Despite opposition from the California stem cell agency, a state Senate committee Wednesday approved legislation aimed at ensuring that the state receives both an economic and health-related return on its $3 billion stem cell research effort.
CIRM opposed the measure – SB771 – on the grounds that it was premature. However, the Health Committee sent the legislation to the Senate Judiciary Committee on 9-0 vote. If it wins approval there, it will move on to the Senate floor, where it requires a whopping 70 percent vote for approval. That extraordinary requirement was dictated by Prop. 71. It was written into the initiative so that CIRM could operate virtually untouched by normal legislative and gubernatorial controls.
From our perch here in Mexico, we could not connect with the live Webcast of the proceedings. But we have been told that several senators pointed out to CIRM officials that they (the legislators) represent the public interest.
Lawmakers also did not see any barriers to advancing the legislation while CIRM, which is nearly three years old, continues to wrestle with its intellectual property rules, which the bill addresses. They asked CIRM to identify specific problems with the bill instead of arguing that it is premature.

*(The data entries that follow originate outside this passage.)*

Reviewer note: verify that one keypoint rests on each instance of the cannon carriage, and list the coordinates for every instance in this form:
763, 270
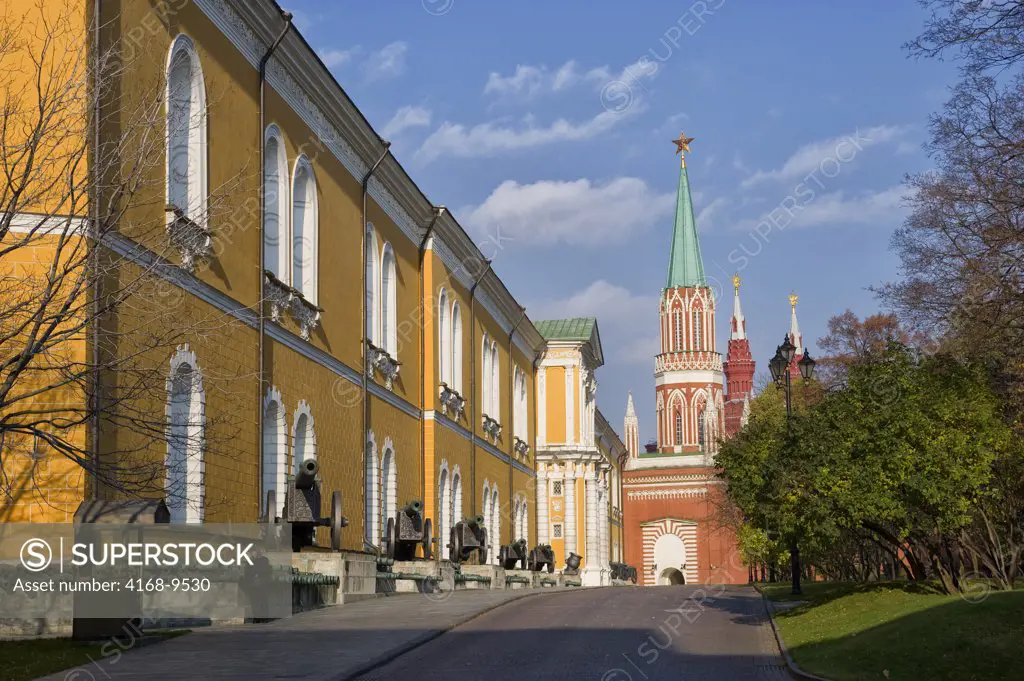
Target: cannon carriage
542, 557
513, 553
572, 563
303, 508
407, 530
468, 537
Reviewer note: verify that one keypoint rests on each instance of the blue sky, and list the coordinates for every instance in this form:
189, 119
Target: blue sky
546, 128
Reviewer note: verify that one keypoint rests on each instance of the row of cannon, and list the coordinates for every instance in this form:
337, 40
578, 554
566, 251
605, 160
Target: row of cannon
404, 533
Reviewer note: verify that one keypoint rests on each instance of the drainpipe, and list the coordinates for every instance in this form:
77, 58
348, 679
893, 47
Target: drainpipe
94, 257
287, 16
438, 211
522, 316
474, 382
363, 329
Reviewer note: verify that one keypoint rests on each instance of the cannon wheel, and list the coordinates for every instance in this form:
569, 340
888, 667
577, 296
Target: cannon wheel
337, 520
428, 539
270, 514
389, 539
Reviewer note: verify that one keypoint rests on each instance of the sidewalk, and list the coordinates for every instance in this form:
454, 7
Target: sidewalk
332, 644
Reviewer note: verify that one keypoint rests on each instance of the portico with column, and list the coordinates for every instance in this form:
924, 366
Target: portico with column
578, 453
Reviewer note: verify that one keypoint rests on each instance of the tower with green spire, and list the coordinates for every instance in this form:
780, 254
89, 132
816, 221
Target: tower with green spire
688, 377
685, 264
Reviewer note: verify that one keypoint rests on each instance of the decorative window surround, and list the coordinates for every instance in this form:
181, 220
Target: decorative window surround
452, 402
190, 239
379, 359
284, 297
492, 427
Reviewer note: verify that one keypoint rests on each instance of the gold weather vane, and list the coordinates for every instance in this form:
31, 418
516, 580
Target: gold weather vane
682, 146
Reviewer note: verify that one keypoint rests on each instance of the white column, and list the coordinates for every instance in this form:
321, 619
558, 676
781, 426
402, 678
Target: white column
592, 575
568, 493
542, 504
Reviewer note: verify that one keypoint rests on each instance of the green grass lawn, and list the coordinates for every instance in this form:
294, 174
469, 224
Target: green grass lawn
20, 661
850, 632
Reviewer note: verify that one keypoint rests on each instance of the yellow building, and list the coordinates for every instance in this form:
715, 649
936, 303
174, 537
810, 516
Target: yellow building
579, 455
285, 292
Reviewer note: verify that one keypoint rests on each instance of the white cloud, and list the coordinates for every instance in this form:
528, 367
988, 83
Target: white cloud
580, 212
838, 208
621, 316
835, 150
389, 61
337, 57
486, 139
404, 118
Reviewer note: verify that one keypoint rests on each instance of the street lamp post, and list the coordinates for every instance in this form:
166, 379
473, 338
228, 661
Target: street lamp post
780, 374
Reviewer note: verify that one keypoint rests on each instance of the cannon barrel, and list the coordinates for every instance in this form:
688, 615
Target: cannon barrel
306, 477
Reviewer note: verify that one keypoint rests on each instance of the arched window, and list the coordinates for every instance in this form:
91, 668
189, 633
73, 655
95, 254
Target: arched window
303, 435
304, 229
485, 378
274, 451
443, 510
371, 493
389, 493
678, 415
389, 302
443, 353
373, 282
456, 346
496, 382
186, 168
697, 330
185, 438
677, 330
495, 530
275, 241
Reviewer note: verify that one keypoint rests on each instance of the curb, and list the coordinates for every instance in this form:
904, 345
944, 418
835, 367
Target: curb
795, 671
426, 637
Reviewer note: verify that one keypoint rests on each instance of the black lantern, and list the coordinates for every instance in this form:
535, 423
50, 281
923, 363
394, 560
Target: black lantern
806, 366
777, 366
788, 349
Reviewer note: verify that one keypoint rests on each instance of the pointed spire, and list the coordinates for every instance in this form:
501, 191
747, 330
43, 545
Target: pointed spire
795, 336
685, 264
738, 323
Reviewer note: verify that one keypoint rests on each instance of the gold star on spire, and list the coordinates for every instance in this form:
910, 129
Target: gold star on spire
682, 146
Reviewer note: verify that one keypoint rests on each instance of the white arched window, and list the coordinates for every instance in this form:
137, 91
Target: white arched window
389, 301
486, 377
697, 330
389, 490
304, 228
443, 353
495, 530
275, 233
496, 382
185, 438
371, 494
303, 435
456, 343
274, 451
443, 510
186, 167
373, 282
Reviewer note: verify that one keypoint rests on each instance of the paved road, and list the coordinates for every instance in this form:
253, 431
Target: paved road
622, 634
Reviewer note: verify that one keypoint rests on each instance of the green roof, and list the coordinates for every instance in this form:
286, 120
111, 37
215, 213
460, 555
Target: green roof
685, 264
579, 329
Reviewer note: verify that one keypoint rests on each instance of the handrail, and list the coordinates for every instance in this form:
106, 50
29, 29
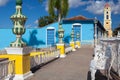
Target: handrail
7, 69
38, 58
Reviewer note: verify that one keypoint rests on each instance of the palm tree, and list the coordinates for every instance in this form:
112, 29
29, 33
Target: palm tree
58, 8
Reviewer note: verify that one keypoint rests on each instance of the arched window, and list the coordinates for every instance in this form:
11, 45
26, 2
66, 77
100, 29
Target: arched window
50, 36
77, 28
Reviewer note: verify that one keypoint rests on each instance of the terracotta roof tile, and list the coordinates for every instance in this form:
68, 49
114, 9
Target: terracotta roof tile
77, 18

Sen. Sheila Kuehl, D-Santa Monica, chair of the Health Committee and author of the bill, said she would work with CIRM to develop IP policies that make sense and protect the public interest.
She also pledged to develop methods to handle unique situations such as orphan drugs, for which there may not be as much room to demand revenues and pricing concessions.
As far as we can tell, no other news outlets have published stories on the Health Committee action.